India Launches Reusable Spacecraft

The Reusable Launch Vehicle launches into space.

Image: The Reusable Launch Vehicle-Technology Demonstrator (RLV-TD) takes flight (Image: ISRO) | Gizmodo

India just test launched their first reusable space vehicle, the Launch Vehicle-Technology Demonstrator (RLV-TD). The RLV-TD is much smaller than the old orbiters that NASA used to use, which came in at 122 feet in length. India’s vehicle is only 22 feet long, which makes it a lot easier to get into orbit, and a lot cheaper. The total cost was $14 million, as opposed to the $1 billion a single orbiter like Endeavor cost.

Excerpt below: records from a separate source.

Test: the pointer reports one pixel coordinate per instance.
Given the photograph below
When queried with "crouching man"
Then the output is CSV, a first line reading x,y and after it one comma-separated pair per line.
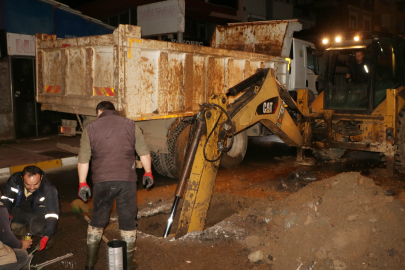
x,y
13,252
32,200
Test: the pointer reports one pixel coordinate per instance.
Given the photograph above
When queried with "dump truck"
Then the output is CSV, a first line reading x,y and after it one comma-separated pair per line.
x,y
158,84
361,107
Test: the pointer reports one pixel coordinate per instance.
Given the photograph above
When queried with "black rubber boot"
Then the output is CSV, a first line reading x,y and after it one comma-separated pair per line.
x,y
130,237
93,242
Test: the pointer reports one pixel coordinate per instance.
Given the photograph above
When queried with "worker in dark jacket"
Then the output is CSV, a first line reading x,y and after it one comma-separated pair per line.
x,y
111,141
32,200
13,252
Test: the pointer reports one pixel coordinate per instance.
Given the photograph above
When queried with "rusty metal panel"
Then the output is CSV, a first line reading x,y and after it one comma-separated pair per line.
x,y
146,79
104,70
271,37
234,72
76,66
175,80
198,81
215,76
52,62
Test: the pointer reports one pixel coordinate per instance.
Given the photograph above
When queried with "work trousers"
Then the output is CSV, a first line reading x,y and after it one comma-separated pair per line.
x,y
35,221
22,259
124,192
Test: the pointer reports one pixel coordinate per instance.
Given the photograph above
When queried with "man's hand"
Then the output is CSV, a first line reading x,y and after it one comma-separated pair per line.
x,y
42,244
26,244
147,179
84,191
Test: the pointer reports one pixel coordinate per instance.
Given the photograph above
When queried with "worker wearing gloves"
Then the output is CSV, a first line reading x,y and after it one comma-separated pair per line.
x,y
13,252
32,200
111,141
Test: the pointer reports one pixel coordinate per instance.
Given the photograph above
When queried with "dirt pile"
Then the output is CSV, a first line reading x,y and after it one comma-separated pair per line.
x,y
343,222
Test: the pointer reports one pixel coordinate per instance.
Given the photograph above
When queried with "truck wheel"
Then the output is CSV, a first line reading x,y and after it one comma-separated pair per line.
x,y
328,154
158,163
234,157
400,141
177,145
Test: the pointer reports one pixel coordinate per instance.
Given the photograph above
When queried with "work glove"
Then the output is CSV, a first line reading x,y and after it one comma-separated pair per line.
x,y
42,244
84,191
147,180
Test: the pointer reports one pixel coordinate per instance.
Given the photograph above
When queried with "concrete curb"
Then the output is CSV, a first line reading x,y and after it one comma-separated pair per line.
x,y
44,165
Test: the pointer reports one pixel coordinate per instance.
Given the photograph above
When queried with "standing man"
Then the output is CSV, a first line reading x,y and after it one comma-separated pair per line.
x,y
111,141
32,200
358,72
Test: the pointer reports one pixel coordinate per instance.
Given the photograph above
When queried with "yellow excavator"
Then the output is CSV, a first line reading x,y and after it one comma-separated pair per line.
x,y
366,114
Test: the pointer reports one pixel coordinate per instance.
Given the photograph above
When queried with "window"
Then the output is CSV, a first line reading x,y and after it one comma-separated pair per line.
x,y
367,26
312,61
387,72
353,22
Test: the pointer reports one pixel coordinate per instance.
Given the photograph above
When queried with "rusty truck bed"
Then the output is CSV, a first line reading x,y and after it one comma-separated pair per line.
x,y
145,79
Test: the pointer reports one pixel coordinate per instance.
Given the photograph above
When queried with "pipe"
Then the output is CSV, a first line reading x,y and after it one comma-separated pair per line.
x,y
185,173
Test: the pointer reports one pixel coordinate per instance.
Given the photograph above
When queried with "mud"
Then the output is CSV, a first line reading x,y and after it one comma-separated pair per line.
x,y
249,214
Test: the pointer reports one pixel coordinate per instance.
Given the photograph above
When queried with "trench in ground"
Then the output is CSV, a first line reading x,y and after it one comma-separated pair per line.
x,y
221,207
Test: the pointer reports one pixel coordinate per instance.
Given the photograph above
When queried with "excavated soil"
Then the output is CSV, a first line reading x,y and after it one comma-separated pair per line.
x,y
268,213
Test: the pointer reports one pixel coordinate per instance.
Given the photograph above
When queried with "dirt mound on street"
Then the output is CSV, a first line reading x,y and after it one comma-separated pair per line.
x,y
343,222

Technology has advanced a lot since the beginning of NASA’s space shuttle program, and even since NASA ended that program, and that helps make things cheaper. But the scale of difference between the two costs is massive, and will give India the opportunity to experiment quite a bit more. That’ll have to wait though, as this was only the first, unmanned test flight, but it was even more successful than expected. The shuttle was successfully navigated to a safe landing, despite expectations that it would not survive the landing. The total flight only lasted 770 seconds, almost 13 minutes.

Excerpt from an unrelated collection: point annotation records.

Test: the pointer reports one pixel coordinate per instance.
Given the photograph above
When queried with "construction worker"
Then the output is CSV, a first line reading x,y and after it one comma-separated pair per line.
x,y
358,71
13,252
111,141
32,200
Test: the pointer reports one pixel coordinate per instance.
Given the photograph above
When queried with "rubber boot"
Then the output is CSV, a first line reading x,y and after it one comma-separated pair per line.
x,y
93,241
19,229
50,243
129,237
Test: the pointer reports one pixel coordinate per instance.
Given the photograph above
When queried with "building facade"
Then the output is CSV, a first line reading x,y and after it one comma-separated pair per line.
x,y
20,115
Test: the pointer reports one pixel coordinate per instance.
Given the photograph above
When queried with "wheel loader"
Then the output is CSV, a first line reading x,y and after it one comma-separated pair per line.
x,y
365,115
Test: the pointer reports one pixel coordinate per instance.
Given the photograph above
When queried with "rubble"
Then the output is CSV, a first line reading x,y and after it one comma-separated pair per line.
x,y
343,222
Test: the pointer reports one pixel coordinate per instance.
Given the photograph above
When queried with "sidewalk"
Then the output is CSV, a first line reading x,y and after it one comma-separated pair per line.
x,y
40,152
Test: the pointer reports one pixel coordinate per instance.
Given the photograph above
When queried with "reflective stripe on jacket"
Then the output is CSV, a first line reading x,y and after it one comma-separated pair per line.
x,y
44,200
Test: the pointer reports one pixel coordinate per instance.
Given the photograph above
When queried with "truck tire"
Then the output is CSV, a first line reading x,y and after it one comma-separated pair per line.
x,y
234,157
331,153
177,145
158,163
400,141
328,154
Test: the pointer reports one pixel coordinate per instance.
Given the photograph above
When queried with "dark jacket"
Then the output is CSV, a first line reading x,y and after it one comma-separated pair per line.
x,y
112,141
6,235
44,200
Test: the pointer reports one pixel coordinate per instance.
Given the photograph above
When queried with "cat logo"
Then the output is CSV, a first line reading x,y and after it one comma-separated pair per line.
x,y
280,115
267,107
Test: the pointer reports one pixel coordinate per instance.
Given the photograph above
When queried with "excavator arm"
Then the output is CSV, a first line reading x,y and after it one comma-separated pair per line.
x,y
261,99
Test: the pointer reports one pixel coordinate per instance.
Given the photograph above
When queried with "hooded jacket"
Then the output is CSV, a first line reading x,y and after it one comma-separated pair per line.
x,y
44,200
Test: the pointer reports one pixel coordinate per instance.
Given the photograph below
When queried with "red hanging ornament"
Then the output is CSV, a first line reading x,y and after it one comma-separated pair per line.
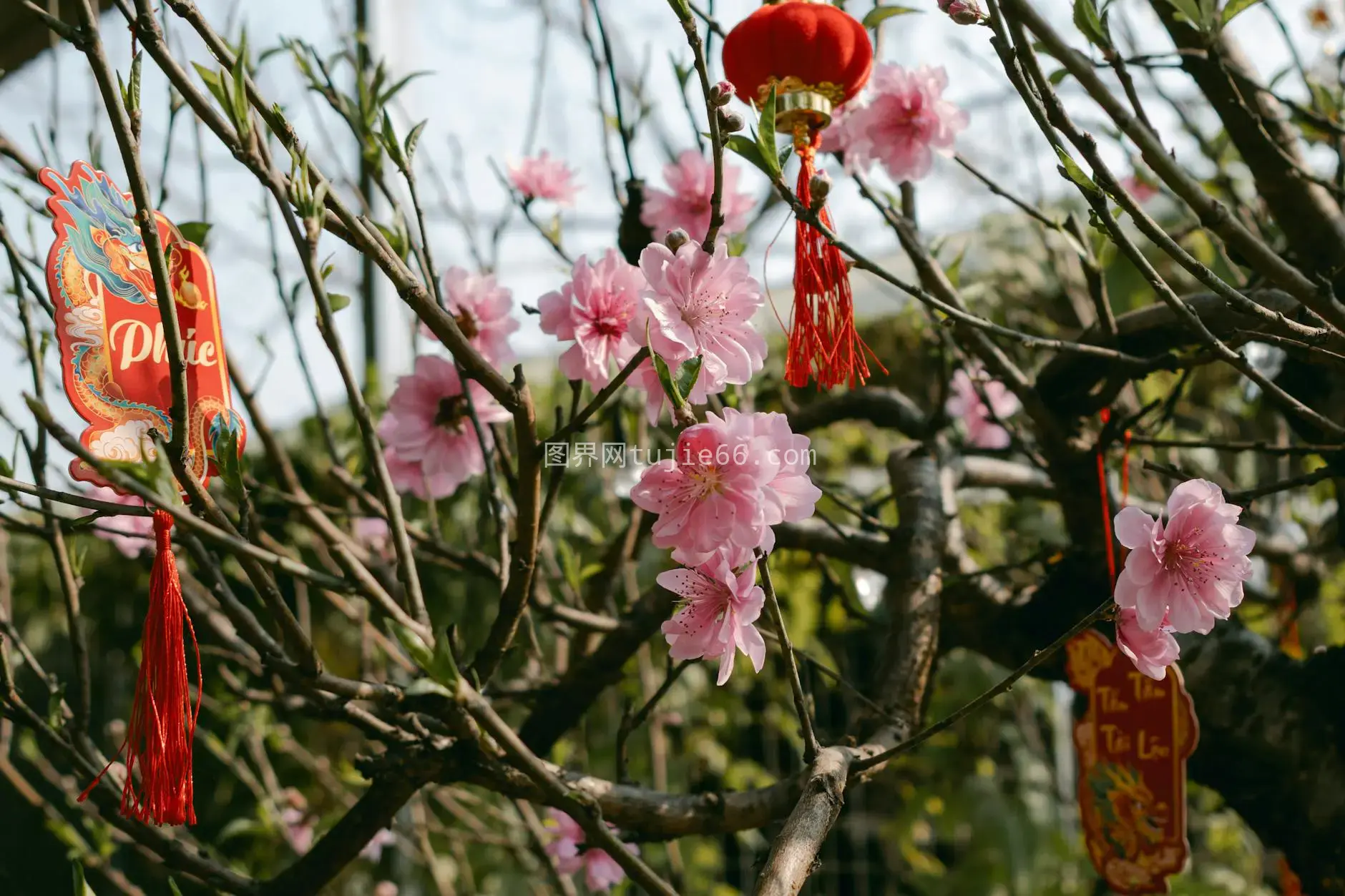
x,y
114,370
817,56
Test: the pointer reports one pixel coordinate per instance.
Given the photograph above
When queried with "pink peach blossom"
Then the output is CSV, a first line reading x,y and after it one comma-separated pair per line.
x,y
720,612
300,827
730,479
964,404
544,178
1152,651
1190,572
432,445
483,311
701,305
600,871
962,11
595,310
903,123
686,205
128,534
836,136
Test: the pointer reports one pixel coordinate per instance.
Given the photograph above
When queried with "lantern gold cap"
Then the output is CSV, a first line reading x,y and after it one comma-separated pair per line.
x,y
802,108
801,105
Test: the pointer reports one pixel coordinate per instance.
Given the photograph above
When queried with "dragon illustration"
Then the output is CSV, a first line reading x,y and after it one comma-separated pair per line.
x,y
99,275
1132,817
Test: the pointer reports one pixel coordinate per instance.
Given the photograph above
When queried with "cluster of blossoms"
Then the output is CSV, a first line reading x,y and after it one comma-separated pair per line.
x,y
686,204
544,178
1178,578
900,122
978,403
567,848
732,478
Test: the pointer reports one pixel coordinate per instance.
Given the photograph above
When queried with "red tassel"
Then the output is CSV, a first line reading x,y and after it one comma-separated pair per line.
x,y
823,340
163,722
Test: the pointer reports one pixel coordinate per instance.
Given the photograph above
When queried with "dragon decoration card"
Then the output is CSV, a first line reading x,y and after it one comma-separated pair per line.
x,y
111,333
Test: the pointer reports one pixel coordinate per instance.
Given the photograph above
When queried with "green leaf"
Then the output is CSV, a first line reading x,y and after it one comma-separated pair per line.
x,y
686,375
766,137
1188,11
54,716
82,887
195,232
412,139
1233,9
683,74
1091,23
155,476
661,368
412,644
131,92
954,271
1071,169
748,149
426,686
214,84
439,664
881,14
240,92
229,462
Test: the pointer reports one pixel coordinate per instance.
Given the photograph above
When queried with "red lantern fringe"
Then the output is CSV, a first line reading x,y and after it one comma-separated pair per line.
x,y
163,722
823,340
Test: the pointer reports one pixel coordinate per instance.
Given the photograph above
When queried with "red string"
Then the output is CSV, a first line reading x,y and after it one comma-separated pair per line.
x,y
163,722
823,340
1125,468
1106,502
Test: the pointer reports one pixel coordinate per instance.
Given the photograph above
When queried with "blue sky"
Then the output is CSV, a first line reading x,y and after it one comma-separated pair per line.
x,y
481,59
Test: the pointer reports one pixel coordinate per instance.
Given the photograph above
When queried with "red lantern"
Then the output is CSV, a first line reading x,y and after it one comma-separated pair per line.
x,y
817,56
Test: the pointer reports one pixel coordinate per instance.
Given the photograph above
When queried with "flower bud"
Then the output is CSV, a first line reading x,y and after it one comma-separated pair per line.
x,y
721,93
730,122
962,11
683,418
819,186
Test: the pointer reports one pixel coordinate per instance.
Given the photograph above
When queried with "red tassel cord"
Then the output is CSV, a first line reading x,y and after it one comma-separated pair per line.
x,y
823,340
1106,503
163,722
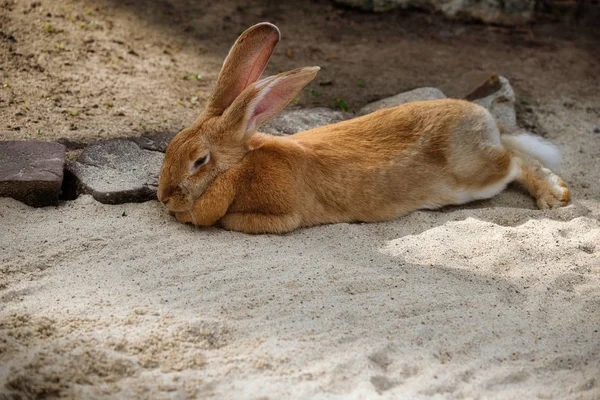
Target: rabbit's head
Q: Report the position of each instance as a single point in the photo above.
(240, 104)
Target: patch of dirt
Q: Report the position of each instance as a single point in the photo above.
(88, 70)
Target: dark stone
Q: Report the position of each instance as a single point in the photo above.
(499, 100)
(293, 121)
(31, 172)
(491, 85)
(117, 171)
(505, 12)
(154, 141)
(72, 144)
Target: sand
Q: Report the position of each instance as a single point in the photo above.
(493, 300)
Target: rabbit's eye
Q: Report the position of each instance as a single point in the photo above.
(200, 162)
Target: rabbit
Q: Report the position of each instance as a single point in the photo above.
(420, 155)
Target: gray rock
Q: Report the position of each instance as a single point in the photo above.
(293, 121)
(32, 172)
(402, 98)
(154, 141)
(506, 12)
(498, 96)
(117, 171)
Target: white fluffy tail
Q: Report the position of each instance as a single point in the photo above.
(536, 147)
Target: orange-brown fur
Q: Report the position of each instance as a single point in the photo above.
(373, 168)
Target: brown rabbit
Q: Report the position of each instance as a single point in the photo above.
(377, 167)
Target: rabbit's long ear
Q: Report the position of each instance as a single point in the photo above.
(243, 66)
(265, 99)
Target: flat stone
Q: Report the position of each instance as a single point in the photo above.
(154, 141)
(403, 98)
(463, 85)
(32, 172)
(293, 121)
(117, 171)
(497, 95)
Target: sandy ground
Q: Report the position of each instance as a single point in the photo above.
(494, 300)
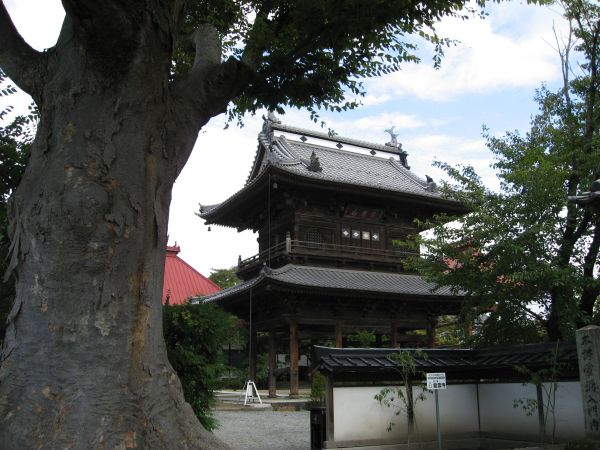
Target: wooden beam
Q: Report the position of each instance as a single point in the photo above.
(394, 335)
(272, 363)
(294, 355)
(339, 337)
(252, 357)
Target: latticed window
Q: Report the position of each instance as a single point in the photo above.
(314, 238)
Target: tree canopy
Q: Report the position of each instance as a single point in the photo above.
(528, 259)
(122, 96)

Not only is this a big deal for India and the Indian Space Research Organisation, but it’s a big deal for space exploration overall. Reusable spacecraft are a big deal, with Space X and other companies working to develop efficient, safe, and reusable methods of moving goods and people to space, and eventually to other bodies in space. It’s not a particularly outrageous goal these days, with Space X working on an unmanned flight to Mars. One of the big hurdles to reusable spacecraft is keeping the cost down, as they generally require more investment to get them working, but over time will save money because we won’t need a new craft for every mission. India has shown us that it’s possible to make reusable craft for quite cheap.